Spread of Antimicrobial Resistance in Wastewater Treatment Plants

Project overview

Project lead: Kristian Thorsen
Institution: University of Stavanger
Partners: Lund University Sweden, Department of Clinical Sciences (Rolf Lood), Lund University Sweden, Department of Biotechnology (Bo Mattiasson), Statens Serum Institute Denmark, Bacteriology Reference Department (Kurt Fuursted)
Funding: JPIAMR 3rd JPI-EC-AMR Joint Call, Norwegian Research Council
Duration: Winter 2019–1/12/2021
External resources: Joint Programming Initiative on Antimicrobial Resistance (JPIAMR)

Research group

Antibiotic resistance in bacteria is a major threat to global health. Several strains of bacteria are already resistant to every therapy available and new drug development is falling behind. Wastewater-AMR is searching for ways to stop antimicrobial resistance from spreading in an unlikely place: the wastewater treatment plant.

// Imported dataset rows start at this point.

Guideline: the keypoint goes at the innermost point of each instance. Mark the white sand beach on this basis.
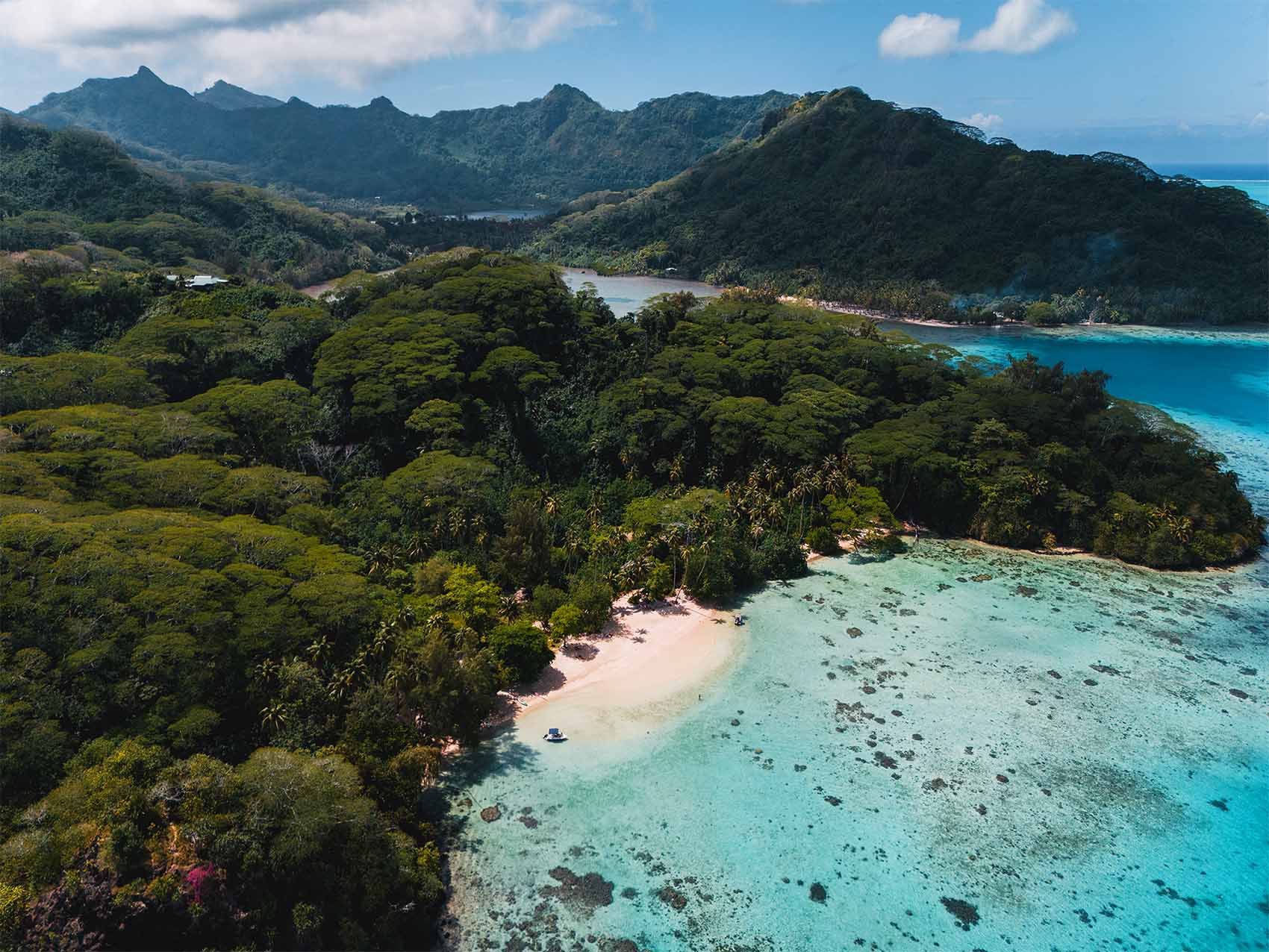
(643, 665)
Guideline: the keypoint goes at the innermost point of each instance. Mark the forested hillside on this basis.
(87, 228)
(846, 198)
(545, 150)
(263, 558)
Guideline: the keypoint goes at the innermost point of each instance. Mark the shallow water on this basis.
(1256, 188)
(627, 293)
(961, 745)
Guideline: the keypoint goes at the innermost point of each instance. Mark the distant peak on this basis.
(562, 90)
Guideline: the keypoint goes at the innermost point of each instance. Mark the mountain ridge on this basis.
(546, 150)
(843, 193)
(226, 95)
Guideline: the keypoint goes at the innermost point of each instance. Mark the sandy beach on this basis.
(645, 657)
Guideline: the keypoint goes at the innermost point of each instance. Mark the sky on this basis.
(1167, 80)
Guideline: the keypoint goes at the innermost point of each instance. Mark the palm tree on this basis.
(320, 651)
(273, 716)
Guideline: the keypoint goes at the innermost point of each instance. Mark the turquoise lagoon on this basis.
(960, 748)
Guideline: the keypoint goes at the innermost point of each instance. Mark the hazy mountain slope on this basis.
(558, 146)
(846, 190)
(226, 95)
(70, 187)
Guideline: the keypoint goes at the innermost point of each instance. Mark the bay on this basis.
(961, 745)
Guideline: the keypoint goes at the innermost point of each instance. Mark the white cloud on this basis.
(1019, 27)
(254, 40)
(1022, 27)
(924, 34)
(985, 121)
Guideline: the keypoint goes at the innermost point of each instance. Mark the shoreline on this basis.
(649, 653)
(630, 660)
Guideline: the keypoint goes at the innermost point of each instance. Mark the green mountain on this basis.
(846, 198)
(545, 150)
(226, 95)
(76, 197)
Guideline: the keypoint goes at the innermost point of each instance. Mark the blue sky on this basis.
(1073, 75)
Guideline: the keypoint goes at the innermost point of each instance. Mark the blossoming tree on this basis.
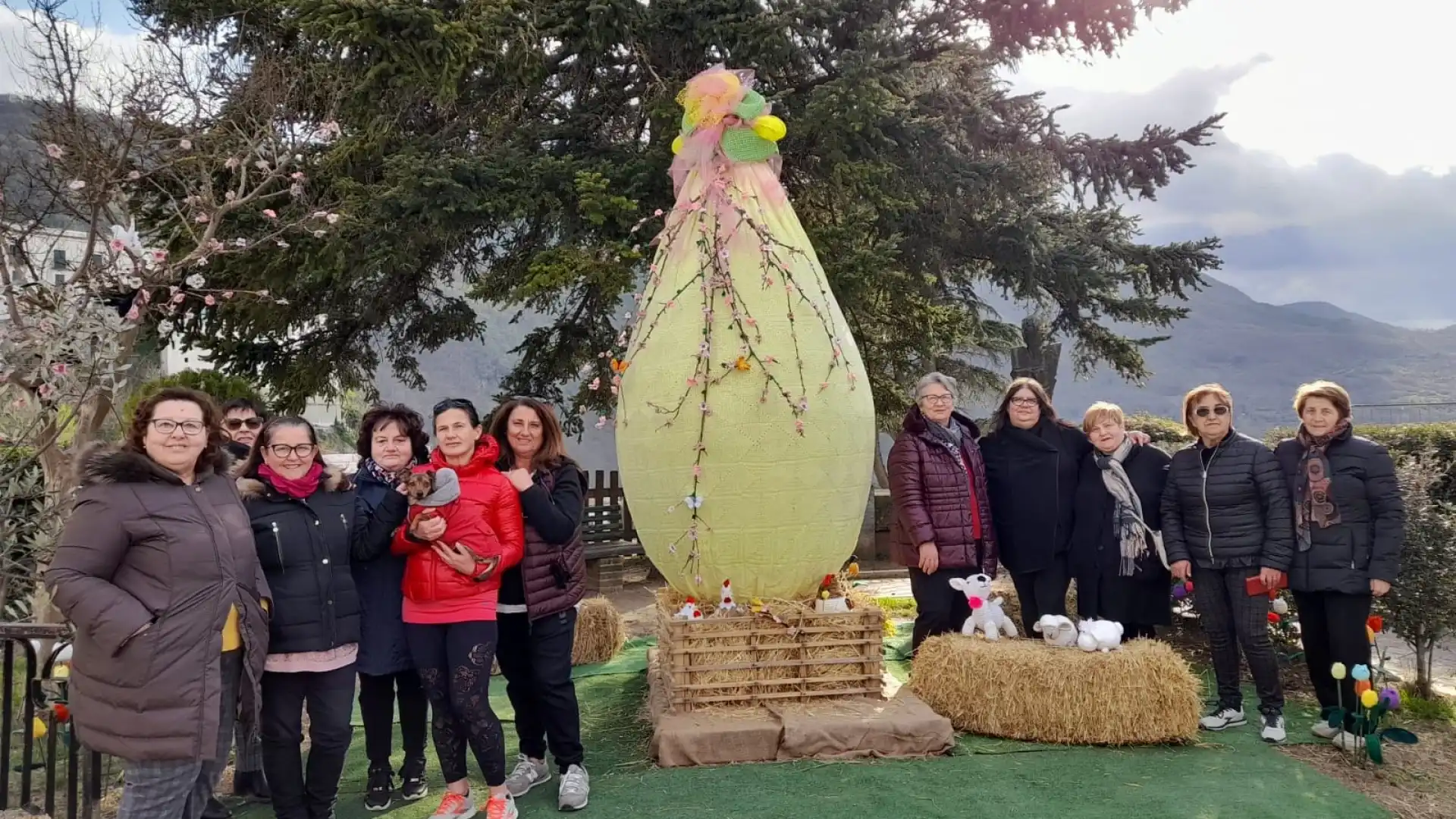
(199, 150)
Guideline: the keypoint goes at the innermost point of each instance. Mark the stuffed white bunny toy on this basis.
(986, 613)
(1057, 630)
(1100, 634)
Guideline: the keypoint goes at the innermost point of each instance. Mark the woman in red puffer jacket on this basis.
(450, 618)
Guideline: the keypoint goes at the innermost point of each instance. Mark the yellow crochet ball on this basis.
(769, 127)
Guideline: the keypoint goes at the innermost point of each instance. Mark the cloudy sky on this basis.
(1334, 175)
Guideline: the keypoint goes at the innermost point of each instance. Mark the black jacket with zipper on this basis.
(306, 547)
(1232, 512)
(1031, 480)
(1366, 544)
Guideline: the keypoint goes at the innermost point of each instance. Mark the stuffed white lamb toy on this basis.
(1100, 634)
(1057, 630)
(986, 613)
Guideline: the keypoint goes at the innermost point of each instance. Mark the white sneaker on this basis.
(1346, 741)
(1223, 717)
(526, 776)
(1273, 729)
(576, 787)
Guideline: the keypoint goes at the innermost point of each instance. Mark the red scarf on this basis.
(293, 487)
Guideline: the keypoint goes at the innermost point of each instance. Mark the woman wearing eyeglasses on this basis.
(158, 573)
(309, 526)
(1226, 521)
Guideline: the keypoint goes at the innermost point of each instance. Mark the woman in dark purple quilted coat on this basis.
(943, 518)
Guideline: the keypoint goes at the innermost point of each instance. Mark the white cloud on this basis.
(1343, 76)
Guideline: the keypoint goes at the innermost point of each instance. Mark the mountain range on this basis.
(1261, 353)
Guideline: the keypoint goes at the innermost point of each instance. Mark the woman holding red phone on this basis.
(1348, 529)
(452, 627)
(1226, 525)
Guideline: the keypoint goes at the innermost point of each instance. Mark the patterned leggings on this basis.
(455, 670)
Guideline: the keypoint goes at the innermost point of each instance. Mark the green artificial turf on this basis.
(1231, 777)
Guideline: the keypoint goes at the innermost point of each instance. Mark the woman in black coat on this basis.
(1033, 461)
(1117, 550)
(1348, 529)
(309, 525)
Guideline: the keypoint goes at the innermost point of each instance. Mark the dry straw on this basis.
(1142, 694)
(731, 661)
(601, 632)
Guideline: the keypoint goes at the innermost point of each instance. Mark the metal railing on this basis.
(71, 776)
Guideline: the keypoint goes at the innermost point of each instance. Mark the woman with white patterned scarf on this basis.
(1117, 551)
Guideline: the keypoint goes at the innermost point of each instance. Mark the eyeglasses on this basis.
(297, 450)
(168, 426)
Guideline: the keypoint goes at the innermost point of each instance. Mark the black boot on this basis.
(216, 809)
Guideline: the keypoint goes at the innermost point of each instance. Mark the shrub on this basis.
(218, 385)
(1435, 444)
(1421, 605)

These treatment plants are hubs of bacterial gene-swapping where potentially antibiotic-resistant bacteria from our bodies that arrive with the wastewater can share their DNA with bacteria from the soil and water that the treatment plant relies on to help breakdown the waste. Unfortunately, it is too expensive and energy intensive to fully sterilize all the effluent from these plants so it still contains some of these newly-resistant bacteria when it’s released into waterways and oceans. From there, they can make their way into animals and eventually into people and cause serious, un-treatable, illness.

To figure out an efficient way to stop resistance genes from spreading, the researchers use their expertise in systems engineering and cellular biology in collaboration with labs in Sweden and Denmark. They built a mathematical model based on scientific literature that describes the bacteria-driven processes of breaking down waste and the spread of resistance genes from human bacteria to the treatment plant’s native bacteria. The extensive model also includes all the pipes, pumps, and connections that make up the treatment plant. Now, a local wastewater treatment plant is helping them build a scaled-down plant in their lab to generate experimental data to tune their model.

They begin with putting sludge from the treatment plant, the smelly semi-solid waste from the sewers, into their lab-scale system. They add their own resistant bacteria engineered with fluorescent markers that let them follow how the resistance genes spread through the system under different conditions. This experiment will give the researchers the parameters they need for their model and identify critical nodes they can target to disrupt resistance-sharing.

Wastewater-AMR expects to have their new experimentally-based model ready by the end of the year. Their results will be shared publicly, and their study is designed to integrate easily with existing standards and recommendations for wastewater treatment plants. Understanding how resistance spreads through bacteria at these plants is a small but crucial step in keeping us safe from antimicrobial resistant bacteria.